Neuromorphic to me
Recently Neuron published a short NeuroView piece titled “Neuromorphic Is Dead. Long Live Neuromorphic” by Giacomo Indiveri. It’s a great read and worth your time. I bring it up because it got me thinking, once again, about what “neuromorphic” actually means. It seems to mean something slightly different to everyone you talk to. My best attempt at a definition, it’s about emulating aspects of the brain more closely than standard digital architectures do. Things like threshold dynamics, analog computation, asynchronous spiking, and synaptic plasticity implemented on devices like memristors all fall under the umbrella of neuromorphics. Every one of those aspects is important for advancing our understanding of the brain. Any of them, if scaled and engineered well, could also power the next generation of AI.
That broadness is both a strength and a headache. It’s a strength because it lets people with very different goals fall under the same umbrella and cross pollinate ideas with each others. Some can focus on materials, some on circuits, some on algorithms, and some on theory. Nonetheless it is an headache because the label becomes a fuzzy marketing term, and we end up comparing apples to nuclear-powered server farms.
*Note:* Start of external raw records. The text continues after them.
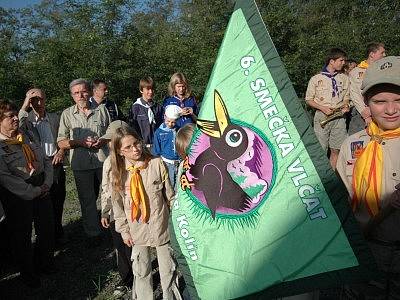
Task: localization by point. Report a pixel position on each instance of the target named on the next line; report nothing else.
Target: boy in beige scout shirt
(369, 165)
(326, 92)
(360, 115)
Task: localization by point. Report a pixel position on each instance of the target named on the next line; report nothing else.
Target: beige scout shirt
(388, 229)
(356, 76)
(160, 193)
(75, 125)
(13, 172)
(320, 90)
(106, 191)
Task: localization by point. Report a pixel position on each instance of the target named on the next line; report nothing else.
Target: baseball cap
(112, 128)
(385, 70)
(173, 111)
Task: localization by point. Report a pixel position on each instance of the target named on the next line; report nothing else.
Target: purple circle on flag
(253, 171)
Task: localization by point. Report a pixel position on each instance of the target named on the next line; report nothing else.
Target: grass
(83, 273)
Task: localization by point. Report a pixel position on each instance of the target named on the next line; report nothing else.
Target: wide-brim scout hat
(112, 128)
(385, 70)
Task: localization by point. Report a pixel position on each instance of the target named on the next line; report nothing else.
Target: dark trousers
(123, 257)
(43, 221)
(88, 184)
(57, 194)
(19, 214)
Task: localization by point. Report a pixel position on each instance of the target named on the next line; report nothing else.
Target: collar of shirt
(76, 110)
(145, 103)
(93, 103)
(45, 118)
(179, 99)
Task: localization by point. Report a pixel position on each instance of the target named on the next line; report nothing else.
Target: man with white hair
(80, 130)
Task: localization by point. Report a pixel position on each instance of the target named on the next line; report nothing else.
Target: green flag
(258, 208)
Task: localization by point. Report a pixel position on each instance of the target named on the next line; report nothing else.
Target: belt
(170, 161)
(385, 243)
(36, 180)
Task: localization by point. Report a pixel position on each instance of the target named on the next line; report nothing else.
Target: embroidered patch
(386, 65)
(356, 148)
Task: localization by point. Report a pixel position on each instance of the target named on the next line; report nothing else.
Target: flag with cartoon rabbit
(259, 211)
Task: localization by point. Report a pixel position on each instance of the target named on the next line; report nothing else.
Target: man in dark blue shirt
(100, 91)
(145, 116)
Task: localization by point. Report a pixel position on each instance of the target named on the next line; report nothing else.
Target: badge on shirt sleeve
(356, 148)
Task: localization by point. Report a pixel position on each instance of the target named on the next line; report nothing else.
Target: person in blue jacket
(164, 141)
(180, 95)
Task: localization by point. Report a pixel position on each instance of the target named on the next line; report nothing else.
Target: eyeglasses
(10, 115)
(137, 145)
(80, 93)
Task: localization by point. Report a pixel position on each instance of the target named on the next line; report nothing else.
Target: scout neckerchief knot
(367, 173)
(139, 205)
(335, 90)
(147, 105)
(363, 64)
(26, 150)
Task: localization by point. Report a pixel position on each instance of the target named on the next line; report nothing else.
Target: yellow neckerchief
(367, 172)
(139, 205)
(363, 64)
(26, 150)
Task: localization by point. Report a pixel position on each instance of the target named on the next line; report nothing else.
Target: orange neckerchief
(139, 205)
(363, 64)
(367, 172)
(26, 150)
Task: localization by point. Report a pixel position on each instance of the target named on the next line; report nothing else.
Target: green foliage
(122, 41)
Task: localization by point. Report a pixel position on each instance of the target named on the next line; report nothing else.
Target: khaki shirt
(106, 191)
(160, 194)
(390, 177)
(13, 172)
(320, 90)
(75, 125)
(356, 76)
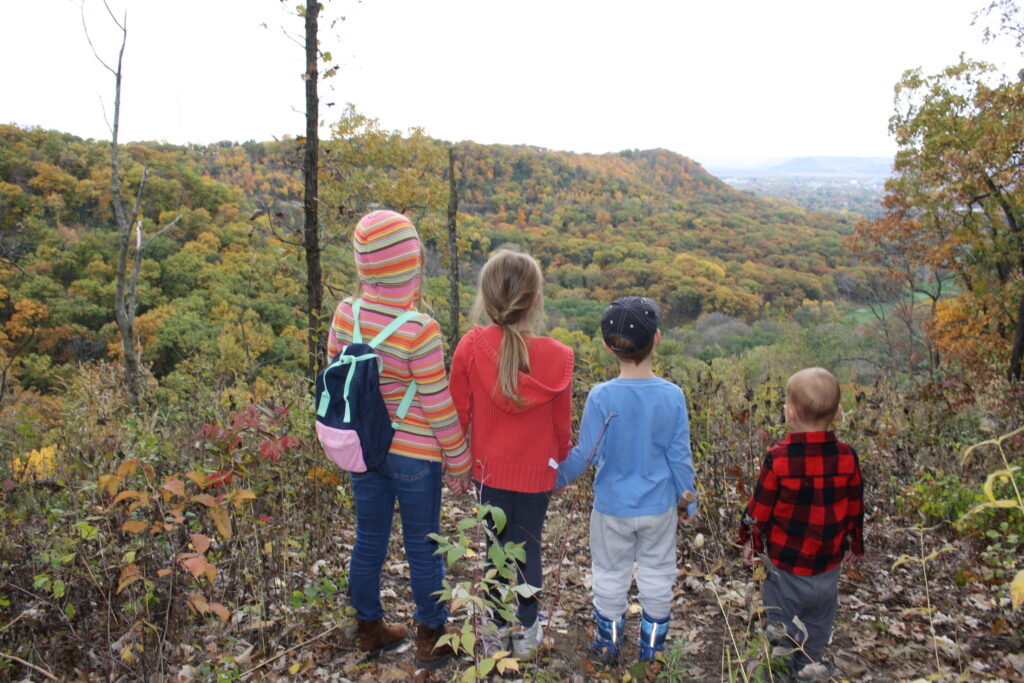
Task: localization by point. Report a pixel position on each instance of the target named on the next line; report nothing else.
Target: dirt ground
(913, 608)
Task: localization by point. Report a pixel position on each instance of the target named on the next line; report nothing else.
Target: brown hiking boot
(377, 636)
(428, 653)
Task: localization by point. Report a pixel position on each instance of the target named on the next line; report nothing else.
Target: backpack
(352, 422)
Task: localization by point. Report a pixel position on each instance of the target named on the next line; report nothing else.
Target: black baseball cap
(632, 318)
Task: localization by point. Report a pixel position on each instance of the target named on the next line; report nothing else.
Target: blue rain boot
(652, 634)
(607, 636)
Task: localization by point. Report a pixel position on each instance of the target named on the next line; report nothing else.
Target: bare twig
(571, 512)
(290, 649)
(31, 666)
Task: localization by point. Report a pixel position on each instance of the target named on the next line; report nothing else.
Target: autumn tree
(955, 204)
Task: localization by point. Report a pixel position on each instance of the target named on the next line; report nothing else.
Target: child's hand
(459, 484)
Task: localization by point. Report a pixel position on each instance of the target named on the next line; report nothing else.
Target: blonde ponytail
(510, 294)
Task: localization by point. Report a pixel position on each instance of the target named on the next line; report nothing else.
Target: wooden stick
(33, 667)
(290, 649)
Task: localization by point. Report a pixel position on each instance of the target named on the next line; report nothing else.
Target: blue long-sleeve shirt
(643, 458)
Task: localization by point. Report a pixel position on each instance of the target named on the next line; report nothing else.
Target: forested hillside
(192, 528)
(645, 221)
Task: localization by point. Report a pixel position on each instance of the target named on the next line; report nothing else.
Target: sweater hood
(551, 369)
(388, 258)
(792, 460)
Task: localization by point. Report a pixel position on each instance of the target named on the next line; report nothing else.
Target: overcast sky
(721, 80)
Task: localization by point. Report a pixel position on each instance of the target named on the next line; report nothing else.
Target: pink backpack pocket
(342, 447)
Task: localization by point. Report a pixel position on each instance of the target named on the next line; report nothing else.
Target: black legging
(524, 515)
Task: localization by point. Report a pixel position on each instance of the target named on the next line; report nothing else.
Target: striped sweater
(431, 429)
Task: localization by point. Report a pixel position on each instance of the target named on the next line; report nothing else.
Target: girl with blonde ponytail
(513, 392)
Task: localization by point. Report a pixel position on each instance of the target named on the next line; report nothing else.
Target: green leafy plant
(1006, 498)
(488, 594)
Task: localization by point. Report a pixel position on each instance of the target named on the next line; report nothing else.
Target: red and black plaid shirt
(808, 506)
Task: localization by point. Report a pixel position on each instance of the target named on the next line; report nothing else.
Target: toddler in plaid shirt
(806, 515)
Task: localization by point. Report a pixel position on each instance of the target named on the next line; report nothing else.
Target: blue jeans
(417, 486)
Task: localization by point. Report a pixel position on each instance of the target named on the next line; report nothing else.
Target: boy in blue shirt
(636, 431)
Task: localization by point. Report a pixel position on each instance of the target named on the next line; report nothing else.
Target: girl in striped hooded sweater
(428, 442)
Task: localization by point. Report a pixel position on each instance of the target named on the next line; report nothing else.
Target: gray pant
(812, 599)
(615, 543)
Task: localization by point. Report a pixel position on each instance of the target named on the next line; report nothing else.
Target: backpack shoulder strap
(356, 331)
(407, 399)
(391, 328)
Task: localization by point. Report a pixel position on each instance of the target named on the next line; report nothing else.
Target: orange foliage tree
(955, 203)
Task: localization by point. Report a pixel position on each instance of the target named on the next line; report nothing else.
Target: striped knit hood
(388, 258)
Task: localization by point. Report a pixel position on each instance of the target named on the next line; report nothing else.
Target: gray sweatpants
(812, 599)
(617, 543)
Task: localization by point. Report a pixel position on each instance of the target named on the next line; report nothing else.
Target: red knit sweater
(512, 445)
The neuromorphic community often finds itself measured against very different benchmarks: energy efficiency, biological plausibility, or simply whether a neuromorphic device can compete with the free version of chatGPT. None of these metrics are wrong, but each highlights a different truth about why we do what we do.
It is an awkward truth that large-scale machine learning, LLMs and deep neural networks are insanely good at their designated jobs. It feels insurmountable that neuromorphic will even have the chance to compete. They've learned on pretty much the whole internet. They scale with data, and compute in a way that neuromorphic cannot compete with right now, if ever. Its becoming a ever unavoidable aspect of our lives. I even used an AI to fix the dyslexic grammar errors of this essay's first draft (the ideas are still mine, I swear). The fact remains, more neurons (or more parameters), more data, and more compute will always win. The “bitter lesson”, that general methods which leverage computation and data outperform methods that bake in human domain knowledge, still stings. It suggests that carefully crafted neuromorphic hardware will be outcompeted by raw scale and the sheer statistical power of LLMs trained on the whole internet.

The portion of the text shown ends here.